Fireplace - Quicken Loans Zing BlogLast year, we took on the topic of gas vs. wood-burning fireplaces. In that article, we found that gas fireplaces are a much more convenient option for the casual fireplace user. The one thing that a gas fireplace doesn’t offer is a traditional, rugged winter experience. If you’re the type of person who lives in a cold climate, but you’re a little hesitant to use your wood-burning fireplace – listen up! This article is for you.

Purchasing Wood

If you’re reading this in the Midwest or Northern U.S., chances are you can stop by any hardware or grocery store and buy a bundle of wood. But, like most things, it’s cheaper to buy in bulk. Here are some tips for getting the most out of your firewood-buying experience.

Where to Buy?

Honestly, one of the best places to buy wood in bulk is craigslist.org. Many landscapers, tree nurseries and private sellers use this site to get rid of extra product, and it’s usually very affordable. Some even offer free firewood or free delivery if you do some searching!

What to Buy?

Oak and maple are two of the most abundant tree species in America, and they also make for the best firewood. Both are dense, heavy hardwoods, which create a long, slow burn. Seasoning is also important to consider with these two types of wood. Seasoned wood has been stored and aged in a dry climate for one to two years, and a single log of seasoned wood can burn for hours at a time.
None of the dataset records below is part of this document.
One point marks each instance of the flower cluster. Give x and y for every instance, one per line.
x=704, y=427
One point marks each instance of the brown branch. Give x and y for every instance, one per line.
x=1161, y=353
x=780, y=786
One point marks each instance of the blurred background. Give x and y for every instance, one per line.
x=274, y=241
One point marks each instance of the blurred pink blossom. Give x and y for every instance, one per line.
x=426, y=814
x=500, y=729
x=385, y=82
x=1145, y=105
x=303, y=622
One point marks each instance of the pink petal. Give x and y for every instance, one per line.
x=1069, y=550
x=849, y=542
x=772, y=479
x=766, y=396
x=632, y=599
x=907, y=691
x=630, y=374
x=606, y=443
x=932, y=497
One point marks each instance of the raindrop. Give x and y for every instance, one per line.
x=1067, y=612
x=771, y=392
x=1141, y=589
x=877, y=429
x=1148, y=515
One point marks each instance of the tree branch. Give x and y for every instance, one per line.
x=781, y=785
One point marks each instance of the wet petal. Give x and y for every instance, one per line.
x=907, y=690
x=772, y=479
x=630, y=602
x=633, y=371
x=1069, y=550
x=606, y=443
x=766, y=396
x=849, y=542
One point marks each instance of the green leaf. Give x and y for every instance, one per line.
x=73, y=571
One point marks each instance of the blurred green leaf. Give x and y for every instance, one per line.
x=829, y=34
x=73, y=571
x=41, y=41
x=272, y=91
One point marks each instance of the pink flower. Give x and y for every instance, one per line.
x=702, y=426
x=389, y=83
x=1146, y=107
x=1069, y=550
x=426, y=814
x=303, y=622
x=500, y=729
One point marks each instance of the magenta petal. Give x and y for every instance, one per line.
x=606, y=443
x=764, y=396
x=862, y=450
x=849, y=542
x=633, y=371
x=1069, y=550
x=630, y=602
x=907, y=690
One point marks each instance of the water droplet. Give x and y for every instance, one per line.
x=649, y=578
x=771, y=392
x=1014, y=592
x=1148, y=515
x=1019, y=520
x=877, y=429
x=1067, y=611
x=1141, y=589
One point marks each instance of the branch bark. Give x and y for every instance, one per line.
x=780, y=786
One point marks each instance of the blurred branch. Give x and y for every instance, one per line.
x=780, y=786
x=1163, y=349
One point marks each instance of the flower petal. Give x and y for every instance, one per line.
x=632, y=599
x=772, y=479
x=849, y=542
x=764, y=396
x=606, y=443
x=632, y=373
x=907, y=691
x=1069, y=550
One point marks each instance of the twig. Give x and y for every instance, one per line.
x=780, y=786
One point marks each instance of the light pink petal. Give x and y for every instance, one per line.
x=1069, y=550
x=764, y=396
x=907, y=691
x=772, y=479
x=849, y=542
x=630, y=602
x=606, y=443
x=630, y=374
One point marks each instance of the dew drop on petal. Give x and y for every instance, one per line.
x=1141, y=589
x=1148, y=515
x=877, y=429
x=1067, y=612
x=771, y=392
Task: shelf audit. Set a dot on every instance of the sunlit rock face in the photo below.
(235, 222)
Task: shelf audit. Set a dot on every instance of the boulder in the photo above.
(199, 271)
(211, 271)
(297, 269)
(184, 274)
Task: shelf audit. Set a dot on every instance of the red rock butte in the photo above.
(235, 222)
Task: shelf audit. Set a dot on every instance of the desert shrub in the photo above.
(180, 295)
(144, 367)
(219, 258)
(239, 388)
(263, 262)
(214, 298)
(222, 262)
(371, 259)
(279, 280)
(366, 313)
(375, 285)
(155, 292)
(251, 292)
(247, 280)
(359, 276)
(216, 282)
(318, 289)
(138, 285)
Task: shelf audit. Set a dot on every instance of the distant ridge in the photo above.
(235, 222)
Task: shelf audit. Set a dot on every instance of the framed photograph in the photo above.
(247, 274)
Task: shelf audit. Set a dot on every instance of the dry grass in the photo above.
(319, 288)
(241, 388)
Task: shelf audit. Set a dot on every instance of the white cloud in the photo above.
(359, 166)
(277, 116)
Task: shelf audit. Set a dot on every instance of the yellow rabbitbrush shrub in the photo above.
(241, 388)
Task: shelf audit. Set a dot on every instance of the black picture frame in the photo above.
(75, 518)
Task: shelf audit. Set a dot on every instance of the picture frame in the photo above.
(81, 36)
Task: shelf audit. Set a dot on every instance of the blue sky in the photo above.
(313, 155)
Also, keep seasoning in mind if you’re cutting your own firewood from a downed tree or branch. If the tree was previously dead, the wood could be used after only a few months of seasoning, but if the tree was still “green,” or alive, when it fell down, then that wood should age for at least a year. Also, note that some people do sell freshly cut firewood, but it needs to be seasoned. So if you’re buying firewood for this season, be sure it’s been seasoned.

When seasoning wood, it’s important to do it outside. It’s also important to make sure the wood is stacked evenly, off the ground, and far enough away from a wall so air can circulate around the stack. Lastly, make sure to keep the stack protected by the elements with a tarp.

How Much to Buy?

This is where things get a little confusing. When purchasing firewood, you aren’t ordering from a set number or weight. Firewood comes in a cord, which is a 4’x8’x4’ set of 12-inch logs. Unless you’re really planning in advance or live in an area where you plan on having fires throughout the year, a full cord of wood is too much. The most common way to buy wood is by the face cord, which is a single stack that’s four-feet high and eight-feet wide. One face cord will typically give you enough wood to make one fire per day for two months, so two face cords will usually last the whole winter season.

The main takeaway here is this: When buying firewood to last the entire winter season, get two face cords of seasoned hardwood. If it hasn’t been seasoned previously, do it on your own – outside. Hopefully this helps keep you warm this holiday season!